Studies investigating the quality of malaria self-testing in travellers to endemic areas are difficult to construct. Different scenarios have been used: asymptomatic travellers pre travel, symptomatic travellers post travel, and symptomatic travellers during travel. When original instructions of the manufacturers were used, performance was invariably disappointing. Results suggest that persons without previous experience in performing laboratory tests will have problems in stressful situation to proceed correctly with a test kit for self-testing. Especially the high failure rate in patients with falciparum malaria in the realistic setting of a outpatient clinic in Africa points towards the problem that patients with falciparum malaria may simply be too sick to perform self-testing, interpret results and decide on malaria treatment. Self-use of dipstick tests for malaria diagnosis by travelers should not be recommended routinely as there is enough evidence that performance and interpretation of results by the traveler is uncertain. Dipstick tests can only be recommended to travelers for specific situations (i.e. long term stay, far away from medical assistance, expedition-type travel) after appropriate instruction and training, including a successful performance of the test procedure.

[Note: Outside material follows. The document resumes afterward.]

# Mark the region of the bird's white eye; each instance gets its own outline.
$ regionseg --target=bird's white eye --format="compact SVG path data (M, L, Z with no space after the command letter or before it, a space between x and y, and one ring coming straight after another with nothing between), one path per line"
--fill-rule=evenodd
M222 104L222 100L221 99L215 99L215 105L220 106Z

With all limitations listed in this article, dipstick tests for malaria diagnosis are still a potentially very useful, additional tool. Trained laboratory personal has in general no problems in doing the tests. Still, exclusion of malaria should never be based on a negative dipstick test alone. The absolute need of thin and thick blood film microscopy in every single patient with suspected malaria has not yet been put aside by the introduction of dipstick tests.